No one is a generalist in the doctors' front offices anymore. Everyone has a specialty. There are receptionists who answer the phones after the patient is routed through several menus of choices, insurance mediators, plant maintenance engineers, environmental statisticians, medical records compliance officers, and those-who-ought-to-be-eaten-by-Baba-Yaga.




     I fell the other day. This is not unusual for me these days. The balance problems that I have due to some brain damage acquired in a motor vehicle accident means that every so often despite my best efforts otherwise, I will fall.


     This time, I hurt my arm. Doc sends me for x-rays on Wednesday. I find out on Thursday that I have a broken ulna up at the head where it slides into the elbow. Not the worse fracture certainly, especially considering that there is no displacement. I am managing the pain with over the counter pills taken according to directions.

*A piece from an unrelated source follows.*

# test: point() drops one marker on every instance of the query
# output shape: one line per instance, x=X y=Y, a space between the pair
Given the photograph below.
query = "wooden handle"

     Doc wants me to see an orthopedist, a receptionist that I do not know from his office tells me. Okay. I will not see the local butcher, I tell her. Anyone else anywhere else but that one. She says she will pass it on to the referral specialist.


     She doesn't. Actually, she doesn't advise the referral specialist that I need a referral at all. Thursday passes in a haze of little blue pills and a little blue pillow that I keep stuffed under my arm.


     Friday mid-morning arrives. I stop in at the appointment desk to pick up a hard copy of the radiology report. I ask about my referral. I am directed to the referral specialist's window.


     I don't know this referral specialist. She doesn't know that I need a referral, hasn't heard anything about my "broken elbow"-- the office help has all referred to my broken ulna this way and I don't correct them-- and in fact has not received any message from the receptionist that I need a referral to a bone doc. I give her my details and leave.


     I do not hear from her. It is now Friday at five minutes after four. I call the doctor's office. The new receptionist answers. "All of our referral specialists have left. They are not the usual ones," she tells me as some sort of excuse. She cannot tell me if any work has been done on my referral, if an appointment has been made. Nothing. "Call back on Monday," she suggests. "You won't get to see a bone doctor this weekend anyway. You can see one anytime." She hangs up.


     This is not satisfactory. I call back and firmly insist upon speaking with a nurse. The nurse talks with me, answers my medical questions-- I have never broken or even sprained an arm before-- and then she calls my doctor.


     My doctor calls me back. He will be handling the referral himself on Monday.


sapphoq reviews says:
To all office workers in physicians' offices everywhere, I have some tips for you:




1.  Please do not make light of any patient's concern or pain by telling them that they can see a specialist "anytime" or that they will not be getting to see a specialist this weekend anyway.
My referral should have been taken care of on Thursday. I should have been provided with an appointment with a specialist-- or at the very least, a phone number of the office of a specialist-- on Thursday or at the very latest on Friday morning. The appointment itself would not have had to occur on Friday morning. I was not asking for a miracle here. I was expecting the same consideration that you would give your own older relative with a broken body part.


2.  Please do not make excuses for why something was not done in a timely fashion.
Telling me that the referral specialists "are not the usual ones" leaves me to wonder if they are imports from a distant planet. Not helpful.
I may be brain damaged but I am not brain dead. I know that the initial problem may have started when you did not hand my referral to the referral specialist.
I was not proficient at carrying out my own job responsibilities for a number of years myself. I know what slacking off at the job looks like. It looks like you.


3.  Please do not tell me that you do not know if anything was done about referring me to a specialist.
I find it unbelievable that you could not be bothered to pick up my chart-- or the electronic equivalent of my chart-- and physically look at the last page to check if there were any notes about a referral in progress.


Yes, I am on first name basis with my doctor, your employer. Yes I did tell him what transpired in his office in his absence.


It is your job to know how to do your job and to do your job. Do your job or get a different one. Do not irritate this particular irritating patient because I will not just sit back and "take it." I have a blog and I know how to use it.